A breeze blew from the indigo east. Shadows gathered by a wicker gate, speaking low with women’s voices. The gate creaked open and let in enough light under the cedars for the women to notice Carnelian, and the tempo of their talk rose.

He crossed the earthbridge with Blue and was glad the women remained behind. The easterly ruffled a swell into the fern-garden. They walked alongside a drainage ditch beneath the dark overhanging masses of the magnolias. Laughter carried towards them over the sighing of the ferns, and Blue redoubled their pace. They crossed a smaller earthbridge, where the ditch forked to enclose a meadow dominated by a huge tree with leaves the colour of old blood. Blue’s grim expression did not invite conversation.

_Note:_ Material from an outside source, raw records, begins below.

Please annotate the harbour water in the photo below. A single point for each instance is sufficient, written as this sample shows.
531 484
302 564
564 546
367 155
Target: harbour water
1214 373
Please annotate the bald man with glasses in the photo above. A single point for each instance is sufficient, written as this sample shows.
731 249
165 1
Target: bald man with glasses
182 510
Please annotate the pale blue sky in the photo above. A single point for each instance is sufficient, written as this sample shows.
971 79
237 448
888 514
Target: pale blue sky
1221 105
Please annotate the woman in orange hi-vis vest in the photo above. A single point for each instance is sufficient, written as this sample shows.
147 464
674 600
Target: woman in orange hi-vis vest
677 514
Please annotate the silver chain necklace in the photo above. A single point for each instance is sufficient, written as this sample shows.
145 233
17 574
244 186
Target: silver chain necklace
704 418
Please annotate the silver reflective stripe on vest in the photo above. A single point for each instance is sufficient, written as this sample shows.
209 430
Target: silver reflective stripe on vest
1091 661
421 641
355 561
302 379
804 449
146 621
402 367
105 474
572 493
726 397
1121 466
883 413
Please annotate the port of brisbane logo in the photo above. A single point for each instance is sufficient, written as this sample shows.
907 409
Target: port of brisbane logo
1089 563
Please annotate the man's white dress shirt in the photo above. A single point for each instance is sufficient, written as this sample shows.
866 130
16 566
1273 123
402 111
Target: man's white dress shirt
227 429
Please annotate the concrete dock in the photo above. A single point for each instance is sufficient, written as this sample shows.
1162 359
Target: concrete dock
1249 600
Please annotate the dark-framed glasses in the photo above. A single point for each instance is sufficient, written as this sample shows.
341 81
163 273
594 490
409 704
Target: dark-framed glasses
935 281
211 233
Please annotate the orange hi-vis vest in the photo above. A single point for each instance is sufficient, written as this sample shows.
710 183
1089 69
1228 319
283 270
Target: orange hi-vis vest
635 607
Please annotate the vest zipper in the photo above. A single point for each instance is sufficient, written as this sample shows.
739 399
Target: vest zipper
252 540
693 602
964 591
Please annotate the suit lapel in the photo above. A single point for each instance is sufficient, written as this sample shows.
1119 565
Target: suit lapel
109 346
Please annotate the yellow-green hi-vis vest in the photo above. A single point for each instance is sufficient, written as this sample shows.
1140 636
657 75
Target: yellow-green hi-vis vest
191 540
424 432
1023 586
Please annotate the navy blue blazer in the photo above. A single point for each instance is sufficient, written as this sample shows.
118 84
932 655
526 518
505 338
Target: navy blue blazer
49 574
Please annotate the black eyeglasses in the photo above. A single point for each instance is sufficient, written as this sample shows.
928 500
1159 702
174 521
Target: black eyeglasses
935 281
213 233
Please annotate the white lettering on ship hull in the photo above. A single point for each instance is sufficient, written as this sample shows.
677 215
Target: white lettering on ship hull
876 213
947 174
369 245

The meadow ended at a double wall of soaring magnolias that flanked one of the concentric ditches Carnelian had seen from the summit of the Crag. Through the first line of trees was another bridge. The roots of the magnolias buttressed the ditch so thickly they forced it into a jagged course. Further out, the trees that defined the outmost ditch were not so ancient. It gave him something to ask Blue.

His friend pointed. ‘This is the Outditch, that long ago defined the limits of the Koppie, before the Newditch was dug out there.’

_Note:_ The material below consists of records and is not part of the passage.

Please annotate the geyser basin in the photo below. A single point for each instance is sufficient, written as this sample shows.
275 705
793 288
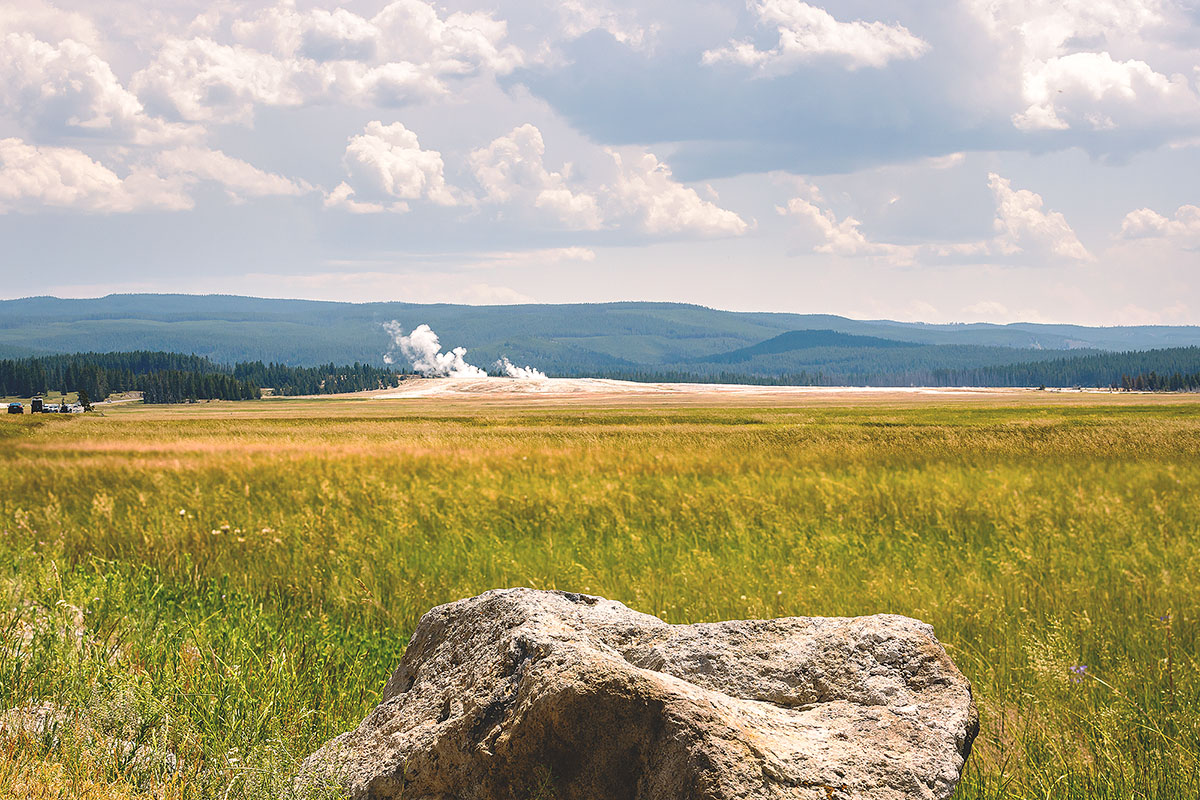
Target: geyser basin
519 692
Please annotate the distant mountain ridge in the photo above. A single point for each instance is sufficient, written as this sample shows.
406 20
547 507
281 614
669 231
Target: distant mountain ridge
793 341
576 338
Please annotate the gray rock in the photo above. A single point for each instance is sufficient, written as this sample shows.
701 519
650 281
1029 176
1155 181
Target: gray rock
523 695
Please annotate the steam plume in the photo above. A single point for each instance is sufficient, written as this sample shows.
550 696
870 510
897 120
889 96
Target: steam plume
514 371
424 349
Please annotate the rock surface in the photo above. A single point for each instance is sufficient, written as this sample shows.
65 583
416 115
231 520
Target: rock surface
523 695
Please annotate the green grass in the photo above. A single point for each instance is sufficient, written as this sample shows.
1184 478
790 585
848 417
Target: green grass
228 593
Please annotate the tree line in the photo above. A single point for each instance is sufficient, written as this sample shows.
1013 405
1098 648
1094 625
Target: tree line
178 378
1167 370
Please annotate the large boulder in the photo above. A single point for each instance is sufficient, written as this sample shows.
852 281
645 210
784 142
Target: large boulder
523 695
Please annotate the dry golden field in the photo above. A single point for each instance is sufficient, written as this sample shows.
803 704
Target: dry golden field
205 593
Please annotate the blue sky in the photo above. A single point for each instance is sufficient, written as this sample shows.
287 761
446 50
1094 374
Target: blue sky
975 160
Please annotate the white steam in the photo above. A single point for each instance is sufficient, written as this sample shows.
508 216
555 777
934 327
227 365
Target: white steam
424 350
514 371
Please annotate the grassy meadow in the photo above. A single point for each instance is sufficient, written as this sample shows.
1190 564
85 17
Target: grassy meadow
205 594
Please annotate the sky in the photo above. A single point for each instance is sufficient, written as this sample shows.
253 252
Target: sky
960 161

They entered the wider expanse of the outer ferngardens. The drainage ditch they followed forked again. Its tines curved off to meet the Newditch, enclosing another triangular fern meadow, larger than the first, with another russet tree. Something gigantic was heaped beneath its branches, wafting the sweet beginnings of decay. A wisp of laughter came from figures on the earthbridge they had just crossed. He and Blue reached the tree. It was a saurian that lay at its foot. With its horns and sweeping crest, it was much like those that pulled wagons along the roads of the Guarded Land. ‘A huimur.’

‘An earther,’ said Blue in Ochre.

The flank of the creature had been cut away, exposing the grimy architecture of its ribs. A stench rose from the blood-soaked earth.